Il crollo di dicembre e il disimpegno degli investitori

La giornata del primo dicembre ha confermato, con una violenza inaspettata, la tendenza negativa che perdura da settimane. In un’unica seduta, il Bitcoin ha perso più del sei per cento, scivolando fino a 85.172 dollari e allontanandosi drasticamente dai livelli di inizio novembre, quando si aggirava ancora sopra i 110mila dollari. Quel che emerge con chiarezza, al di là delle fluttuazioni tecniche, è un progressivo ma marcato disimpegno da parte degli investitori, i quali, dopo un periodo di euforia, sembrano voler ridurre l’esposizione a un asset noto per la sua volatilità.

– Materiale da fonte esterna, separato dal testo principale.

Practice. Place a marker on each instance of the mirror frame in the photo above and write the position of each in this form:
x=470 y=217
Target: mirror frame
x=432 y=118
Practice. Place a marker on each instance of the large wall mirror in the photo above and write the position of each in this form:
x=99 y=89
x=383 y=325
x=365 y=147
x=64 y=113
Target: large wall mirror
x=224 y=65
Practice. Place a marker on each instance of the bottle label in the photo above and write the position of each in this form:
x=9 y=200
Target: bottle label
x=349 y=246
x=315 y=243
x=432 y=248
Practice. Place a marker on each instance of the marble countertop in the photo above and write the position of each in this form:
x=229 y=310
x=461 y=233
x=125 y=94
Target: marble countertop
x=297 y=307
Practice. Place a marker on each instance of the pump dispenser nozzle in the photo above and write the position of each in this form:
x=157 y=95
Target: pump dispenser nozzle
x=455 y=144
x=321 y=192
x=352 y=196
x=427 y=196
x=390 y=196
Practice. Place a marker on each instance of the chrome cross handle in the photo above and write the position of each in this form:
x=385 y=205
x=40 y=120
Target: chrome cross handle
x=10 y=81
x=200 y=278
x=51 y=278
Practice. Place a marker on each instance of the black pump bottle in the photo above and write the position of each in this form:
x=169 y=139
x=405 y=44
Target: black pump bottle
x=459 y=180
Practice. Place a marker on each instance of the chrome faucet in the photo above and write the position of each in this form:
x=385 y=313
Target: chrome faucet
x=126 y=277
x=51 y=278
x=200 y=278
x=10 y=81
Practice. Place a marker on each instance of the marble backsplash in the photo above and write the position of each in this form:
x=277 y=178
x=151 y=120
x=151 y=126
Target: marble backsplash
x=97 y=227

Alcuni di essi, stando ad alcune analisi, approfitterebbero del ribasso per acquistare, nella speranza di un futuro rimbalzo, ma il sentimento generale rimane di estrema cautela.

La débâcle delle "meme coin" e il caso dei token politici

Se il Bitcoin e altre valute digitali consolidate come Ethereum e Ripple hanno registrato perdite a doppia cifra, il settore più speculativo, quello delle cosiddette "meme coin", è stato travolto da un vero e proprio crollo. Emblematici i casi di alcuni token ispirati alla sfera politica statunitense, il cui valore è evaporato in percentuali da capogiro. Uno di questi, legato al presidente degli Stati Uniti Donald Trump, avrebbe perso circa il novanta per cento del suo valore da gennaio, mentre un altro, ispirato alla first lady Melania Trump, avrebbe visto un crollo prossimo al novantanove per cento. Questi dati, al di là dei singoli casi, testimoniano la fragilità estrema di prodotti finanziari nati spesso per ragioni puramente speculative e di tendenza, privi di fondamentali o utility concrete.

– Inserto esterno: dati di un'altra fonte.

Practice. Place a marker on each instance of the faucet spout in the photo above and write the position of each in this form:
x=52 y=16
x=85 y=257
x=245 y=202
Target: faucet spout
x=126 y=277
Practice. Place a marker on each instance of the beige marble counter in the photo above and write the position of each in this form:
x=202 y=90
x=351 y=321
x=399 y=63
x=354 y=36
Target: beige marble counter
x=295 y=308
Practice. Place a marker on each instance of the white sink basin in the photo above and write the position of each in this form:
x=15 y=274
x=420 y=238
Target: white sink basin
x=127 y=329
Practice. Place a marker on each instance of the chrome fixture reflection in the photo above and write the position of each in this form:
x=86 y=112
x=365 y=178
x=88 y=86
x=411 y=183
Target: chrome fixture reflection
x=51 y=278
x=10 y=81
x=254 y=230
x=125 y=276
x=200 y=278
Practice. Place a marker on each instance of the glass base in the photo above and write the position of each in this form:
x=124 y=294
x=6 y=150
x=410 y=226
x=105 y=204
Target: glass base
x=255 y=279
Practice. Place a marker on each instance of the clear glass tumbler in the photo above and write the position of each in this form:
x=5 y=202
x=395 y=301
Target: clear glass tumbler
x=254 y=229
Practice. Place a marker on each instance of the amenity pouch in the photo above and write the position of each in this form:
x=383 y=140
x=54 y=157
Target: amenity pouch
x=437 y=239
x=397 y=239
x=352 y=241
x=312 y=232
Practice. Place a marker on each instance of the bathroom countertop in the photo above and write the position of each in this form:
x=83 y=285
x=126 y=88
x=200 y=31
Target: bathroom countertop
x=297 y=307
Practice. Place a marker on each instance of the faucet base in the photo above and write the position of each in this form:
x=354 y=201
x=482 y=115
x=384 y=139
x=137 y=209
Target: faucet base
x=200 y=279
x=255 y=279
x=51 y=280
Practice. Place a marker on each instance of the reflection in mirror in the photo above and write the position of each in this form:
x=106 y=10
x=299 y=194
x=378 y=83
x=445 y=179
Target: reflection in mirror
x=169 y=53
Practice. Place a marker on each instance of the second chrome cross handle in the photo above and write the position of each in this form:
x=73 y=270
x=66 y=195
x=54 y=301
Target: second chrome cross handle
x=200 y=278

Le possibili cause e il contesto di incertezza

Le ragioni di un simile tracollo sono molteplici e interconnesse, e sarebbe riduttivo attribuirle a un unico fattore. Senza dubbio, l’inasprimento del quadro normativo a livello globale, con diverse giurisdizioni che stanno valutando interventi più stringenti, ha contribuito a raffreddare gli animi. A questo si aggiunge un contesto macroeconomico ancora incerto, dove gli elevati tassi di interesse rendono meno appetibili gli investimenti ad alto rischio. L’episodio, peraltro, non è isolato nella storia recente delle criptovalute, che hanno già conosciuto cicli di boom e successivo bust, sebbene l’ampiezza della correzione attuale sia significativa. Il mercato, quindi, si trova a navigare in acque agitate, dove la speranza di nuovi massimi si scontra con la dura realtà delle quotazioni e con la necessità di una maturazione strutturale dell’intero settore.